More recently, in 2023, LR and MoDem deputies reacted to a bill on the restitution of cultural property looted during the war and in which the expression “Vichy regime” appeared. In an amendment, the parliamentarians called for replacing it with “government of the French state born from the vote of July 10, 1940”.
A strategic choice, not political
For the successive mayors of Vichy, these debates are based on the same idea: the expression “Vichy regime” would be misleading because it associates the city with a political choice that it never made. In 1940, Pétain’s government moved to Vichy not for ideological reasons, but for practical reasons. The town in fact had numerous hotels that could accommodate ministries and it benefited from a central position and a good rail network. Furthermore, Pierre Laval, right-hand man of Marshal Pétain, owned a residence nearby, in Châteldon.

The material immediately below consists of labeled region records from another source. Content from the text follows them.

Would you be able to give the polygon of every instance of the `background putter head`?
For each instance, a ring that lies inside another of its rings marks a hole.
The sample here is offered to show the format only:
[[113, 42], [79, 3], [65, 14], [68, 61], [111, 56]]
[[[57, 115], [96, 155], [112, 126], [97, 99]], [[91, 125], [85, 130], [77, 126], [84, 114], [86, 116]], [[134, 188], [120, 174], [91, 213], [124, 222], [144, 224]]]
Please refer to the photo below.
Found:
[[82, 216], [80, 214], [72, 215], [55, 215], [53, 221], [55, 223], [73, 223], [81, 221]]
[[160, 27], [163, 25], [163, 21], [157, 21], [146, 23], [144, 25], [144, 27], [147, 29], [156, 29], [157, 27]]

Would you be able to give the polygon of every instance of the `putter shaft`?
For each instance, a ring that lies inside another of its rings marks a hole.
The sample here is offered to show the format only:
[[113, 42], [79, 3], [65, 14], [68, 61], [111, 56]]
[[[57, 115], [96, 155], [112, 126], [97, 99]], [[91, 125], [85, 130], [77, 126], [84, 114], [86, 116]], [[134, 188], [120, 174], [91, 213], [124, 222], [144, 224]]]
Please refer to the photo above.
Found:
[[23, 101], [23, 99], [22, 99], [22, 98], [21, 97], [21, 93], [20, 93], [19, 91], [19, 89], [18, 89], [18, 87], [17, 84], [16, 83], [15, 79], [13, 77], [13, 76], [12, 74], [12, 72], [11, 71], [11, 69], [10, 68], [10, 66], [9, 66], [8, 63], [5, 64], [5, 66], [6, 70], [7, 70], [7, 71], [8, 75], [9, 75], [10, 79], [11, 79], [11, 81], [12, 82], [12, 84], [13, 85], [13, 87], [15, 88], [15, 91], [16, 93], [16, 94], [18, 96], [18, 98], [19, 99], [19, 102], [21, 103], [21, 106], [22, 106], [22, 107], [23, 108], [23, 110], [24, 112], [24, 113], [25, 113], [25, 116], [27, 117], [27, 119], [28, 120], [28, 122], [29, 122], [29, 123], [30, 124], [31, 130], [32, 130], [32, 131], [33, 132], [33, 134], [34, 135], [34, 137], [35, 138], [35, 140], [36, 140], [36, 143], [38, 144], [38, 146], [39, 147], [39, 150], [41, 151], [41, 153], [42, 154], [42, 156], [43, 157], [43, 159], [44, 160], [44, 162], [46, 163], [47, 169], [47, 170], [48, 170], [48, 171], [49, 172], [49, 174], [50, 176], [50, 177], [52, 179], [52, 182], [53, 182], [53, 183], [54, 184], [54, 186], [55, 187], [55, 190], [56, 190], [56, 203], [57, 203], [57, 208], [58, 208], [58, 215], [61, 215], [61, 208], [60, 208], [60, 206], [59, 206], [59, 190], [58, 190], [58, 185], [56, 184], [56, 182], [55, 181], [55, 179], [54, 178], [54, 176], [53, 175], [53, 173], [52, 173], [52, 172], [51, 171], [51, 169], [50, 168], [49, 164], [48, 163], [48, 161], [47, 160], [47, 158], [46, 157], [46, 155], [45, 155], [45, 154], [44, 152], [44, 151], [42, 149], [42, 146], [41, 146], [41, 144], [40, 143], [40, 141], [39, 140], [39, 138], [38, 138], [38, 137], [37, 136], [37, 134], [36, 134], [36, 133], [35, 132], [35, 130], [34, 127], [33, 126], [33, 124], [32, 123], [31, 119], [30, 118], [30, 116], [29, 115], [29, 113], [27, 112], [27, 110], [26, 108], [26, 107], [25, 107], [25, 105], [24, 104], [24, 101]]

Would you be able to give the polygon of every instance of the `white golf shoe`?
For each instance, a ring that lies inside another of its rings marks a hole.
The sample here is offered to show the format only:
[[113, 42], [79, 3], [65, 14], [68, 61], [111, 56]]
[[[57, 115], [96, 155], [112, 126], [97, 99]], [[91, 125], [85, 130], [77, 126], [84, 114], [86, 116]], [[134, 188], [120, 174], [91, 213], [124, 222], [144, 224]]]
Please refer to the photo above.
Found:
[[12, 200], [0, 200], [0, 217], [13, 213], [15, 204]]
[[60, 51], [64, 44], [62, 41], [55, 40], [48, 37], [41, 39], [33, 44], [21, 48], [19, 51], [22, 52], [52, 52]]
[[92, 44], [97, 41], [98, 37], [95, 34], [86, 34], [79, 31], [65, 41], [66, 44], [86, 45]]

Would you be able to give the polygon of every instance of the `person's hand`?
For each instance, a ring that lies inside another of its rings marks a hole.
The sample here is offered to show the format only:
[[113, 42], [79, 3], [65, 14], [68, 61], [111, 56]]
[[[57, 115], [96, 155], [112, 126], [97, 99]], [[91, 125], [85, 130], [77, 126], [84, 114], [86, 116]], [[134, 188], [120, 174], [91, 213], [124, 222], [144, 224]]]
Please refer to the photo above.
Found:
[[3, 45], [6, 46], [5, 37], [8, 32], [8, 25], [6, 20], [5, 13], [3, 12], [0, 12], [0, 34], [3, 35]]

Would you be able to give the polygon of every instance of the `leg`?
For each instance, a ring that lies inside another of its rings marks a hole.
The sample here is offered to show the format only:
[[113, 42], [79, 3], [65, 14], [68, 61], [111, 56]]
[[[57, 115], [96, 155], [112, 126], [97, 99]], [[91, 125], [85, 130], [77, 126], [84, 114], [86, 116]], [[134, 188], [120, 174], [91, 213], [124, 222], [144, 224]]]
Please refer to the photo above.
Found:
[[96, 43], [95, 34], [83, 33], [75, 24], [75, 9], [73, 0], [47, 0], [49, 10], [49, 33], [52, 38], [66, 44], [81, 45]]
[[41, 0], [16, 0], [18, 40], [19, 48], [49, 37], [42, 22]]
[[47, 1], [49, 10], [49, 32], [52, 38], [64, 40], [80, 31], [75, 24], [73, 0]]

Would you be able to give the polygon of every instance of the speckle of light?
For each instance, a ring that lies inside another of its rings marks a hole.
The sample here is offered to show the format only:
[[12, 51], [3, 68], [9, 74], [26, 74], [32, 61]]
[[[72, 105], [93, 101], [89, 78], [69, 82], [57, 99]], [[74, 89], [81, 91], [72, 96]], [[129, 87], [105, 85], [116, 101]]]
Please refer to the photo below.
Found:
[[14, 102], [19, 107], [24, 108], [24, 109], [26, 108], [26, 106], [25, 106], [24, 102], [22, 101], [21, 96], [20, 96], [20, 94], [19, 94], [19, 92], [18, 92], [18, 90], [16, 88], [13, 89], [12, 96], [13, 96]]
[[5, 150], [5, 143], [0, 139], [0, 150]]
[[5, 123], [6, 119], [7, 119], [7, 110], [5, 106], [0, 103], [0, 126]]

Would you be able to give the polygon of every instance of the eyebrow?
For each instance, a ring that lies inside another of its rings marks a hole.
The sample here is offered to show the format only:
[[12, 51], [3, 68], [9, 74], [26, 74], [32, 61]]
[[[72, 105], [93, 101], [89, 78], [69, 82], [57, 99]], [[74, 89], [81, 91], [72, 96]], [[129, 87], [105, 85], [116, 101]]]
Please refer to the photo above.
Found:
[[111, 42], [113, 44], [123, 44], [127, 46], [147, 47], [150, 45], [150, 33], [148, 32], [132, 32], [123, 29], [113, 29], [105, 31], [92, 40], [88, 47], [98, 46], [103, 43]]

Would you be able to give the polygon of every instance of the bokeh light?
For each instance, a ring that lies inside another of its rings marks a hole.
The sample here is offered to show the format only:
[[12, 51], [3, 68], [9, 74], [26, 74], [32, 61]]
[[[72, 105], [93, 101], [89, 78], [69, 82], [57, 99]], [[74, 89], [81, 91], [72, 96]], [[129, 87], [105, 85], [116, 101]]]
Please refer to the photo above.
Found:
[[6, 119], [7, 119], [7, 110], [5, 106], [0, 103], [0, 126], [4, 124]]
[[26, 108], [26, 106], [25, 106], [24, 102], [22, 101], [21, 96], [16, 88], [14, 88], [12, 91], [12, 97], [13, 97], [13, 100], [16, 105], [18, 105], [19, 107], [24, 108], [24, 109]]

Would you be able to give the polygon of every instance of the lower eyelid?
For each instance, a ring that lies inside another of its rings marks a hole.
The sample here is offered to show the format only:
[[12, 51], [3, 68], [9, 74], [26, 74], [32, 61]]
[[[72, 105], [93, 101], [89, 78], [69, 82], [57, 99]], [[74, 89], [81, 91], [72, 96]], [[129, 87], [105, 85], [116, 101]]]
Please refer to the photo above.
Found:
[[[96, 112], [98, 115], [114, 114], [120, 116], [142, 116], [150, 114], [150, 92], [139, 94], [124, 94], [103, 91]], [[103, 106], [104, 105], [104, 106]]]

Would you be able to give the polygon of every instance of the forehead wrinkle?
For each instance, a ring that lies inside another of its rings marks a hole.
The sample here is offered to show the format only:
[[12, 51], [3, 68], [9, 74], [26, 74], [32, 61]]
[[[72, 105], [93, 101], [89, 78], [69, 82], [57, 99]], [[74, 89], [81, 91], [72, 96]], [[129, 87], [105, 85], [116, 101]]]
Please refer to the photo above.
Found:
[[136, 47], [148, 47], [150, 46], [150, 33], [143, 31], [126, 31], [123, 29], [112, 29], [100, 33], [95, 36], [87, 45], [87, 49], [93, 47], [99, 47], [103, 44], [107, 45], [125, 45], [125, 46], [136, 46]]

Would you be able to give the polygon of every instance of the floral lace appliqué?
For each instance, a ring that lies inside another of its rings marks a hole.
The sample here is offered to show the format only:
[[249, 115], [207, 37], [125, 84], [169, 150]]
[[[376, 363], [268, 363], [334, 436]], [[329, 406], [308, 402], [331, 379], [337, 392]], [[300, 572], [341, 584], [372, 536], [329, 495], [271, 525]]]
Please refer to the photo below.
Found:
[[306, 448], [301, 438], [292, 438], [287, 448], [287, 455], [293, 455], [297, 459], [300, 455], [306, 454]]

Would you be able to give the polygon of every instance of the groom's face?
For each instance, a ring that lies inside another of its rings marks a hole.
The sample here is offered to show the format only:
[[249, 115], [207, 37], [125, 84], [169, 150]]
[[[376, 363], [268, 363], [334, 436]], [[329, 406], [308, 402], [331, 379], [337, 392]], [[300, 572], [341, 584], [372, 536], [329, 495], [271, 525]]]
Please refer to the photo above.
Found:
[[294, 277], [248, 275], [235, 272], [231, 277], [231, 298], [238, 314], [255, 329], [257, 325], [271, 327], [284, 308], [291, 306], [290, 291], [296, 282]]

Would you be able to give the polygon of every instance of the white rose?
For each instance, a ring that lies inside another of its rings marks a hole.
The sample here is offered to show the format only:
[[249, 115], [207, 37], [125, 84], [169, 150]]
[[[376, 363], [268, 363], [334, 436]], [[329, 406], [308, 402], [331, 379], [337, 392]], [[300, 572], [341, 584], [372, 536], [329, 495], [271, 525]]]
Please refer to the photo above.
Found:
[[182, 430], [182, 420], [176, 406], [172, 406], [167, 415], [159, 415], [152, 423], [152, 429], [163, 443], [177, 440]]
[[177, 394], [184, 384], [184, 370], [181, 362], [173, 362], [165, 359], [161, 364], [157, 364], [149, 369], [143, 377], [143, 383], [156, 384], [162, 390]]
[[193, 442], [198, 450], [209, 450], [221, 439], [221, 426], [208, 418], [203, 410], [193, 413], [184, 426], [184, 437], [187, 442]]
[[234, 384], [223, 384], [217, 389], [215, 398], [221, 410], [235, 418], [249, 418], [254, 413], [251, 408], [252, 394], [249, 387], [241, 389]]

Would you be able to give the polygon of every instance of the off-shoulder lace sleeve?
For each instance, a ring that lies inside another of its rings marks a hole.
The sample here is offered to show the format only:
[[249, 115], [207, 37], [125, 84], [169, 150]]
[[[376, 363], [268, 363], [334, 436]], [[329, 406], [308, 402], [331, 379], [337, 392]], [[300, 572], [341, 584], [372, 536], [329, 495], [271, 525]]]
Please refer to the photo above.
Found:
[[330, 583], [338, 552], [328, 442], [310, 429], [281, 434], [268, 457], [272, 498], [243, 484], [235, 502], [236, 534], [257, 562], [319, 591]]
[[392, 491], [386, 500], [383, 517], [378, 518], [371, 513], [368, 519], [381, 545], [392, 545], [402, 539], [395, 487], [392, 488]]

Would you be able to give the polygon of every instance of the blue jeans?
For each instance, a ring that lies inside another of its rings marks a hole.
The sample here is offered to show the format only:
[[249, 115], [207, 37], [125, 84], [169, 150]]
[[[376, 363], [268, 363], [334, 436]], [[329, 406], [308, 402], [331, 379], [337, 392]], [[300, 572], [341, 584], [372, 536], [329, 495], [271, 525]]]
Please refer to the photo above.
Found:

But the choice could have been elsewhere. Before settling in Vichy, the government had taken several steps. He first settled in Tours for a few days, then in Bordeaux for about two weeks. Before establishing its headquarters in Allier, Clermont-Ferrand had also been considered. The town, inhabited mainly by a working population and whose local newspaper, La Montagne, had positioned itself against the armistice, was ultimately not accepted.
The political debate around terminology being far from over, Vichy also sought to distance itself from this image by other means. Even though the city was the capital of the French state from 1940 to 1944, the period of the Second World War occupies a limited place there. For example, no museum specifically dedicated to this period has been opened there.
Since the 1990s, the city has also engaged in a strategy aimed at highlighting its thermal activity. This orientation was reinforced in 2021 by its inclusion on the UNESCO world heritage list under the title of “Great water towns of Europe”. A distinction which allows Vichy to promote another past of the city, more touristy, less tormented.